Dowdy S F, Fasching C L, Araujo D, Lai K M, Livanos E, Weissman B E, Stanbridge E J
Department of Microbiology and Molecular Genetics, University of California, Irvine 92717.
Science. 1991 Oct 11;254(5029):293-5. doi: 10.1126/science.254.5029.293.

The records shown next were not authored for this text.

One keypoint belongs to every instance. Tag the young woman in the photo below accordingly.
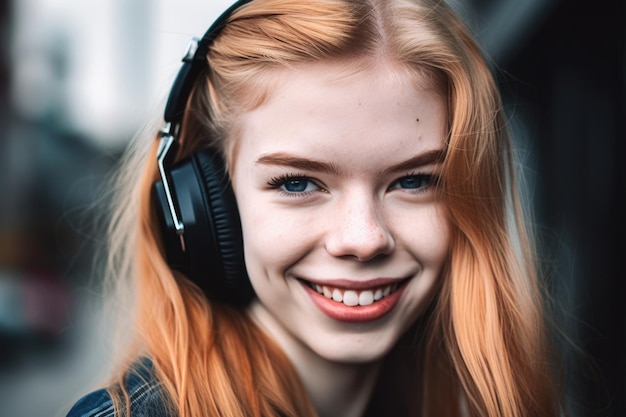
(373, 258)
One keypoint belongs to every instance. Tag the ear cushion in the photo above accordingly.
(213, 257)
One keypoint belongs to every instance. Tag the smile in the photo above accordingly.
(354, 298)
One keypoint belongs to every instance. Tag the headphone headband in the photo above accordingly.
(194, 202)
(194, 64)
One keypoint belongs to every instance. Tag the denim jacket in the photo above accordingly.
(146, 397)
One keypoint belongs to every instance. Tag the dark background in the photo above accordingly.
(561, 66)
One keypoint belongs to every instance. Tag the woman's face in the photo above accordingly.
(344, 235)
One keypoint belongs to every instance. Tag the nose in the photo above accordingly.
(358, 230)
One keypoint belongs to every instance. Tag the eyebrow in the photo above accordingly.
(293, 161)
(429, 157)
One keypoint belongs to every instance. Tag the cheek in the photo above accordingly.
(429, 236)
(271, 241)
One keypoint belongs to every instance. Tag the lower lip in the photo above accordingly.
(356, 314)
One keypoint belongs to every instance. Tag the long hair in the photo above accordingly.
(483, 349)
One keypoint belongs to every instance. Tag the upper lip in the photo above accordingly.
(351, 284)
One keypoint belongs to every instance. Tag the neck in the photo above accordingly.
(336, 389)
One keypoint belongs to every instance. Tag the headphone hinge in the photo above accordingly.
(165, 153)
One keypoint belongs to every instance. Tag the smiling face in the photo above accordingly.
(344, 235)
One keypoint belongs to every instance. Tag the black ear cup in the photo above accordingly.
(212, 253)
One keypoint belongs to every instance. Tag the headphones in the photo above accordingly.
(195, 204)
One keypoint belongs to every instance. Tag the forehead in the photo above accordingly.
(343, 107)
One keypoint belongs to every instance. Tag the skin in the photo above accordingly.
(357, 210)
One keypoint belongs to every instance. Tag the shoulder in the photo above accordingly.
(145, 393)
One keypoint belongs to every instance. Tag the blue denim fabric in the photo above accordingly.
(146, 397)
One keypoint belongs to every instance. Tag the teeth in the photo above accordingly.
(355, 298)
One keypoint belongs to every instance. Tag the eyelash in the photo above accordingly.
(278, 182)
(430, 179)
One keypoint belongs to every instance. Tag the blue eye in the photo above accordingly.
(292, 184)
(297, 185)
(413, 182)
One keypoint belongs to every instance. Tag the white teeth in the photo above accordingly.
(366, 298)
(355, 298)
(327, 292)
(350, 298)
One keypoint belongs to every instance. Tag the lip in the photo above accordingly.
(356, 314)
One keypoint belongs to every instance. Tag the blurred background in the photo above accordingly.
(78, 79)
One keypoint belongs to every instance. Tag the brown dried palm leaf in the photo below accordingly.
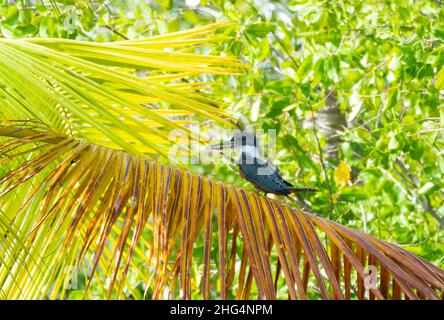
(117, 206)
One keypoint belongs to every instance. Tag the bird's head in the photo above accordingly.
(241, 139)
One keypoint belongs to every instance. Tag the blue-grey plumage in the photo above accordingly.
(257, 169)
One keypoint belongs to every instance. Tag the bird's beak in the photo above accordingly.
(222, 146)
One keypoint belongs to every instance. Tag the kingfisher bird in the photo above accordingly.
(257, 169)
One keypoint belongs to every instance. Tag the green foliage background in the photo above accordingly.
(381, 61)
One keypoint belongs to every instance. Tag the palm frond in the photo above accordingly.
(158, 215)
(113, 94)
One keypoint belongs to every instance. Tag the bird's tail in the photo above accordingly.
(295, 189)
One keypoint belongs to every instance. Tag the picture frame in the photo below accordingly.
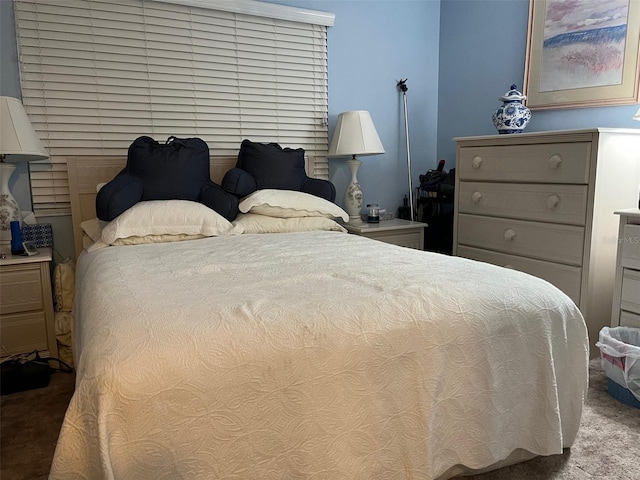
(584, 53)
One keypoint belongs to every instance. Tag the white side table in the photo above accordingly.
(397, 232)
(26, 305)
(626, 292)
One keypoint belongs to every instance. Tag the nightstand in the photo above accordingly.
(397, 232)
(26, 305)
(626, 304)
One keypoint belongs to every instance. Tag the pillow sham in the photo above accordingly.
(93, 228)
(166, 217)
(290, 204)
(255, 223)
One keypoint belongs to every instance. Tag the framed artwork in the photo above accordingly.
(582, 53)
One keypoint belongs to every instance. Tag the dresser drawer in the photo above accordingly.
(545, 162)
(631, 247)
(24, 332)
(544, 241)
(630, 299)
(20, 289)
(539, 202)
(567, 278)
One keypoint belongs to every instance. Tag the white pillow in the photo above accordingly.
(166, 217)
(93, 228)
(290, 204)
(254, 223)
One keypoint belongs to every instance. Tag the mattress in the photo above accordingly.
(314, 355)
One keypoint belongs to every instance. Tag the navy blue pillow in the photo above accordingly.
(268, 165)
(175, 170)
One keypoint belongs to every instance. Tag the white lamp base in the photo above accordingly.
(9, 209)
(353, 194)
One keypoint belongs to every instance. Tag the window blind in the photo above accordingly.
(95, 75)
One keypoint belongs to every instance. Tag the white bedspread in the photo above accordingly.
(315, 355)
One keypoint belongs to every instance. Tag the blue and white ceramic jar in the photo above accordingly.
(512, 116)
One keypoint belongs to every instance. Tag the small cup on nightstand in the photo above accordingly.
(16, 238)
(373, 216)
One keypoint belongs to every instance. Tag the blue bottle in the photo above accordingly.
(16, 238)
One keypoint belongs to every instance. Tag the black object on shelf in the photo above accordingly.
(435, 208)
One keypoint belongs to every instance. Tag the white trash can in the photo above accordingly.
(620, 360)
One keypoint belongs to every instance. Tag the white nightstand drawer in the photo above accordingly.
(20, 289)
(566, 277)
(17, 327)
(631, 247)
(630, 300)
(539, 202)
(546, 162)
(545, 241)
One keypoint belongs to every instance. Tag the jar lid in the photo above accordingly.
(513, 94)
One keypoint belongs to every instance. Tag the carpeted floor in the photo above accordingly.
(607, 446)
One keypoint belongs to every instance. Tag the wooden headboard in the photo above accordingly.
(85, 173)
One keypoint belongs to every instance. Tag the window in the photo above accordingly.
(95, 75)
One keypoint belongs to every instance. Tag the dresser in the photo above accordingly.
(396, 231)
(544, 203)
(26, 305)
(626, 293)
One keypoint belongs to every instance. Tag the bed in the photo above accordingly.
(310, 353)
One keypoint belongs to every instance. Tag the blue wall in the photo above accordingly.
(372, 45)
(459, 56)
(482, 52)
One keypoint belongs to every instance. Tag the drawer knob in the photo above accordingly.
(555, 161)
(553, 201)
(509, 235)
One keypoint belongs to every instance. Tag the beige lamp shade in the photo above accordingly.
(18, 140)
(355, 134)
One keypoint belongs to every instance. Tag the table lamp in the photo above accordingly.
(354, 135)
(18, 143)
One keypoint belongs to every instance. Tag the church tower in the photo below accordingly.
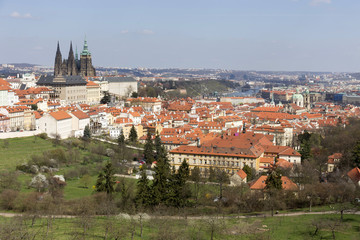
(58, 62)
(86, 67)
(71, 64)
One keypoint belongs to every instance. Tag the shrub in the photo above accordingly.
(43, 136)
(7, 199)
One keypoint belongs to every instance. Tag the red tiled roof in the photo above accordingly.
(80, 114)
(241, 174)
(260, 184)
(60, 115)
(354, 174)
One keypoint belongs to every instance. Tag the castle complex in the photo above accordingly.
(73, 66)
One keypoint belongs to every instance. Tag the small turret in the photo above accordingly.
(58, 62)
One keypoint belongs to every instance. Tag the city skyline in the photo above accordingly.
(277, 35)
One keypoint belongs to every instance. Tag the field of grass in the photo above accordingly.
(19, 150)
(299, 227)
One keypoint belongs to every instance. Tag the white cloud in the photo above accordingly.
(318, 2)
(18, 15)
(147, 32)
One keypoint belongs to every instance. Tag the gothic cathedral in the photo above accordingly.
(73, 66)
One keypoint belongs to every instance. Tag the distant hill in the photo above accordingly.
(355, 75)
(23, 65)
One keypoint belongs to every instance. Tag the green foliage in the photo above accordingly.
(149, 149)
(34, 107)
(134, 94)
(273, 181)
(356, 155)
(178, 190)
(160, 184)
(143, 193)
(158, 146)
(87, 133)
(133, 134)
(195, 175)
(121, 139)
(248, 172)
(305, 146)
(212, 175)
(106, 98)
(106, 180)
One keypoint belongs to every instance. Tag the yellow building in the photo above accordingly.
(93, 93)
(139, 130)
(230, 160)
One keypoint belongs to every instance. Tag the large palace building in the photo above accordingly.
(73, 66)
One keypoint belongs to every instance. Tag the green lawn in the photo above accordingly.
(19, 150)
(300, 227)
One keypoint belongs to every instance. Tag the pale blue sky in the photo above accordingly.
(313, 35)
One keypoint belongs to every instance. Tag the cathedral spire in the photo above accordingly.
(76, 54)
(58, 62)
(71, 65)
(58, 48)
(85, 50)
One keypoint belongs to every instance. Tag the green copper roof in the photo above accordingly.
(85, 51)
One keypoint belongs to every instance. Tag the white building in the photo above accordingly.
(56, 123)
(122, 86)
(79, 121)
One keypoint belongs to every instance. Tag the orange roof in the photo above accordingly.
(80, 114)
(241, 174)
(92, 84)
(284, 164)
(266, 160)
(287, 184)
(60, 115)
(135, 114)
(354, 174)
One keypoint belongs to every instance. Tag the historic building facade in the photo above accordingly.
(73, 66)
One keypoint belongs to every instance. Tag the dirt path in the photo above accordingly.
(199, 217)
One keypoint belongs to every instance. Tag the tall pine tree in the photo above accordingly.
(133, 134)
(143, 193)
(149, 149)
(179, 191)
(160, 184)
(106, 180)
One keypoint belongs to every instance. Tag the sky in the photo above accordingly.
(272, 35)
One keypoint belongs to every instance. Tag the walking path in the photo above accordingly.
(19, 134)
(199, 217)
(128, 146)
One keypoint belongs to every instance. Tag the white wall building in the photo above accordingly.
(56, 123)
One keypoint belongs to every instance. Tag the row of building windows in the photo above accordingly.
(215, 162)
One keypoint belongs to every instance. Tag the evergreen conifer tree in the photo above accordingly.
(273, 181)
(160, 184)
(106, 180)
(143, 194)
(248, 172)
(149, 149)
(158, 145)
(87, 133)
(212, 175)
(121, 139)
(133, 134)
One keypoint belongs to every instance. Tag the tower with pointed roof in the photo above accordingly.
(74, 66)
(86, 67)
(58, 62)
(71, 64)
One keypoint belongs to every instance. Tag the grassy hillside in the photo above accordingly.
(15, 151)
(299, 227)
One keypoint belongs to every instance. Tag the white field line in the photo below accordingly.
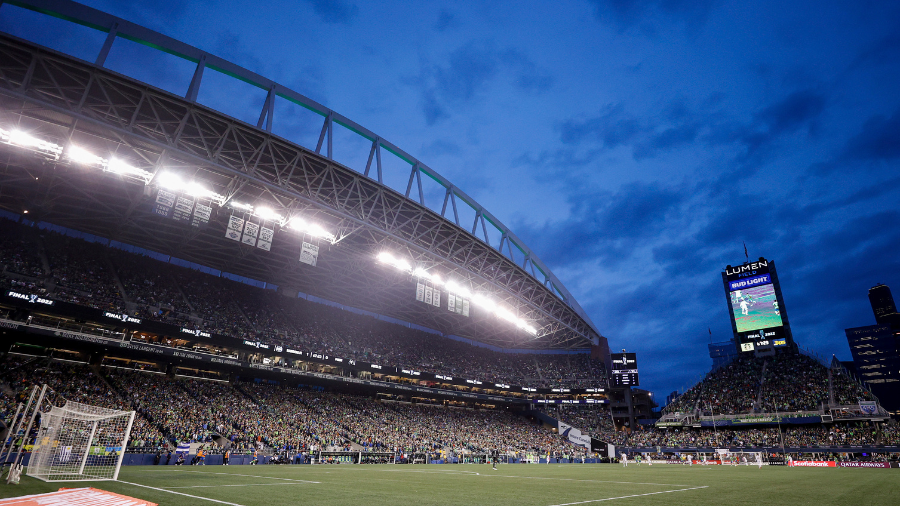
(233, 474)
(239, 485)
(181, 493)
(629, 496)
(453, 471)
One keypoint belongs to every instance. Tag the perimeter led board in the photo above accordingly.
(757, 311)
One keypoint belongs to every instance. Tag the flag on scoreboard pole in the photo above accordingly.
(265, 238)
(420, 291)
(235, 226)
(251, 230)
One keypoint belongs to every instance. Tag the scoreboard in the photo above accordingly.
(624, 371)
(758, 316)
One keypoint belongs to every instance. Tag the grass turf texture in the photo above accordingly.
(522, 485)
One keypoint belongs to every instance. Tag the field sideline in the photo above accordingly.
(519, 484)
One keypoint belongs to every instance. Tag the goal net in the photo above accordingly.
(80, 442)
(745, 458)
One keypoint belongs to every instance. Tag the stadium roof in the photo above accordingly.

Wilms tumor has been associated with genomic alterations at both the 11p13 and 11p15 regions. To differentiate between the involvement of these two loci, a chromosome 11 was constructed that had one or the other region deleted, and this chromosome was introduced into the tumorigenic Wilms tumor cell line G401. When assayed for tumor-forming activity in nude mice, the 11p13-deleted, but not the 11p15.5-p14.1-deleted chromosome, retained its ability to suppress tumor formation. These results provide in vivo functional evidence for the existence of a second genetic locus (WT2) involved in suppressing the tumorigenic phenotype of Wilms tumor.
肾母细胞瘤与11p13和11p15区域的基因组改变有关。为了区分这两个位点的受累情况,构建了一条11号染色体,其中一个或另一个区域被删除,并将这条染色体导入致瘤性肾母细胞瘤细胞系G401。当在裸鼠中检测其肿瘤形成活性时,11p13缺失的染色体(而非11p15.5-p14.1缺失的染色体)保留了其抑制肿瘤形成的能力。这些结果为存在第二个参与抑制肾母细胞瘤致瘤表型的基因位点(WT2)提供了体内功能证据。